A rich, buttery one-pot meal made with garlic, smoked sausage, and tender orzo pasta in a creamy Parmesan sauce. Perfect for a cozy dinner in 30 minutes.
1 tbsp olive oil
12 oz smoked sausage, sliced
2 tbsp unsalted butter
1 small yellow onion, diced
4 garlic cloves, minced
1 ½ cups dry orzo pasta
2 ½ cups chicken broth
½ cup heavy cream (optional)
½ cup grated Parmesan cheese
Salt and pepper, to taste
Pinch of red pepper flakes (optional)
Fresh parsley or basil, chopped (for garnish)
Heat olive oil in a large skillet over medium heat. Sear sausage slices until browned. Remove and set aside.
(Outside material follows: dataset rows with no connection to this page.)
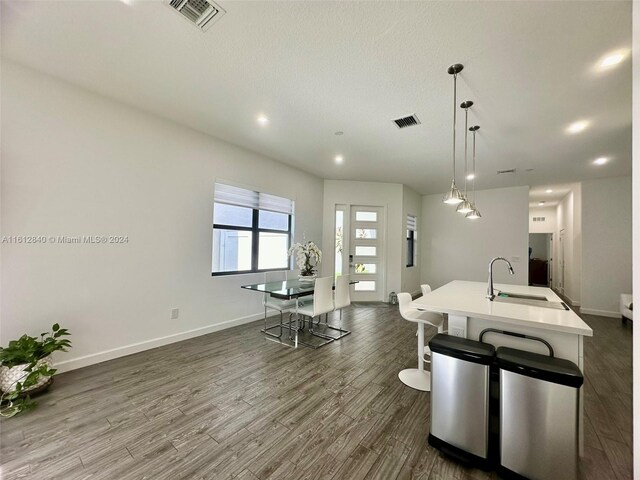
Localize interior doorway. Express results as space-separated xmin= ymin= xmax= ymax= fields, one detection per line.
xmin=529 ymin=233 xmax=552 ymax=287
xmin=334 ymin=205 xmax=385 ymax=301
xmin=558 ymin=229 xmax=565 ymax=294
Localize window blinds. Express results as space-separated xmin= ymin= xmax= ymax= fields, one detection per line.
xmin=214 ymin=183 xmax=294 ymax=215
xmin=407 ymin=215 xmax=417 ymax=231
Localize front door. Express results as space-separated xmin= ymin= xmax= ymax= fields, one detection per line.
xmin=349 ymin=206 xmax=385 ymax=301
xmin=334 ymin=205 xmax=386 ymax=302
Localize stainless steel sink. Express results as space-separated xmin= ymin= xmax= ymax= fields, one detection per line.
xmin=496 ymin=291 xmax=548 ymax=301
xmin=493 ymin=291 xmax=569 ymax=310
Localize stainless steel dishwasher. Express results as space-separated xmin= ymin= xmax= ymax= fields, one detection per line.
xmin=428 ymin=334 xmax=496 ymax=469
xmin=496 ymin=345 xmax=584 ymax=480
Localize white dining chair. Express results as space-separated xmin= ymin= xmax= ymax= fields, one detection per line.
xmin=296 ymin=276 xmax=336 ymax=347
xmin=262 ymin=271 xmax=296 ymax=339
xmin=397 ymin=292 xmax=445 ymax=391
xmin=324 ymin=274 xmax=351 ymax=340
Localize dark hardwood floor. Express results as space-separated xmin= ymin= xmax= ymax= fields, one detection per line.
xmin=0 ymin=304 xmax=632 ymax=479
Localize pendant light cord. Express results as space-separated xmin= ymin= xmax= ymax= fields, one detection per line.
xmin=472 ymin=129 xmax=477 ymax=201
xmin=463 ymin=107 xmax=469 ymax=195
xmin=452 ymin=73 xmax=457 ymax=183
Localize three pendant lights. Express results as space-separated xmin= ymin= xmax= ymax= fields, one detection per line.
xmin=442 ymin=64 xmax=482 ymax=219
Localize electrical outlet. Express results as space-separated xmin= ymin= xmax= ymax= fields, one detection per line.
xmin=450 ymin=326 xmax=465 ymax=338
xmin=170 ymin=308 xmax=179 ymax=320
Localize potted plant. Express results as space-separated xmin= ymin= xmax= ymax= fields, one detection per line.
xmin=288 ymin=241 xmax=322 ymax=281
xmin=0 ymin=324 xmax=71 ymax=417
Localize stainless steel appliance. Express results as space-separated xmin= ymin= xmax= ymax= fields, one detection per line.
xmin=428 ymin=334 xmax=495 ymax=468
xmin=497 ymin=346 xmax=583 ymax=480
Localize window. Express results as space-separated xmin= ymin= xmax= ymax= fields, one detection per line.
xmin=354 ymin=281 xmax=376 ymax=291
xmin=355 ymin=246 xmax=376 ymax=256
xmin=212 ymin=183 xmax=293 ymax=275
xmin=335 ymin=209 xmax=344 ymax=277
xmin=406 ymin=215 xmax=417 ymax=267
xmin=355 ymin=211 xmax=377 ymax=222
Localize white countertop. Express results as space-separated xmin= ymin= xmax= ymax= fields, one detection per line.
xmin=410 ymin=280 xmax=593 ymax=337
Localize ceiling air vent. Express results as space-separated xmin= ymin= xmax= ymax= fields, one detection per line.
xmin=497 ymin=168 xmax=516 ymax=175
xmin=393 ymin=114 xmax=421 ymax=129
xmin=167 ymin=0 xmax=226 ymax=31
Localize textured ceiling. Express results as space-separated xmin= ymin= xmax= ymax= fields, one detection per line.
xmin=1 ymin=1 xmax=632 ymax=195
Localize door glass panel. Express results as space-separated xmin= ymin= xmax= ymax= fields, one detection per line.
xmin=355 ymin=228 xmax=377 ymax=239
xmin=354 ymin=281 xmax=376 ymax=291
xmin=355 ymin=211 xmax=377 ymax=222
xmin=355 ymin=246 xmax=376 ymax=256
xmin=354 ymin=263 xmax=376 ymax=274
xmin=335 ymin=210 xmax=344 ymax=277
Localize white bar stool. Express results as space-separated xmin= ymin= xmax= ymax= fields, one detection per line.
xmin=397 ymin=292 xmax=445 ymax=392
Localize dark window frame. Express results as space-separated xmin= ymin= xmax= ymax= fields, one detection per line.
xmin=212 ymin=207 xmax=292 ymax=276
xmin=406 ymin=229 xmax=415 ymax=268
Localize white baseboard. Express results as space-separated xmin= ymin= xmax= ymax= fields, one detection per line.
xmin=579 ymin=307 xmax=620 ymax=319
xmin=565 ymin=295 xmax=580 ymax=307
xmin=553 ymin=288 xmax=580 ymax=307
xmin=54 ymin=312 xmax=264 ymax=373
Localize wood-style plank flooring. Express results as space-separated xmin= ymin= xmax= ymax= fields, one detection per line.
xmin=0 ymin=304 xmax=632 ymax=479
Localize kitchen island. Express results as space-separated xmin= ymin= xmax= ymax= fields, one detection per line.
xmin=410 ymin=280 xmax=593 ymax=455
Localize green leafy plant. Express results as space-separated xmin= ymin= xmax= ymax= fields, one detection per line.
xmin=0 ymin=324 xmax=71 ymax=417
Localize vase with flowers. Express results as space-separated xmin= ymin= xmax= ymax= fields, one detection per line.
xmin=288 ymin=241 xmax=322 ymax=282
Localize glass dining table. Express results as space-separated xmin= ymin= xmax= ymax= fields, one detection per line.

In the same pan, melt butter. Sauté onion until soft, then add garlic and red pepper flakes. Cook 30 seconds.
Add orzo and stir to coat. Toast for 1–2 minutes.
Pour in broth and return sausage to the pan. Bring to a boil, then reduce heat, cover, and simmer 10–12 minutes.
Stir in heavy cream and Parmesan until smooth. Adjust seasoning with salt and pepper.
Garnish with fresh herbs before serving.
Substitute sausage with mushrooms for a vegetarian version.
Add greens or diced vegetables in the last 5 minutes of cooking.
Store leftovers in the fridge for up to 4 days.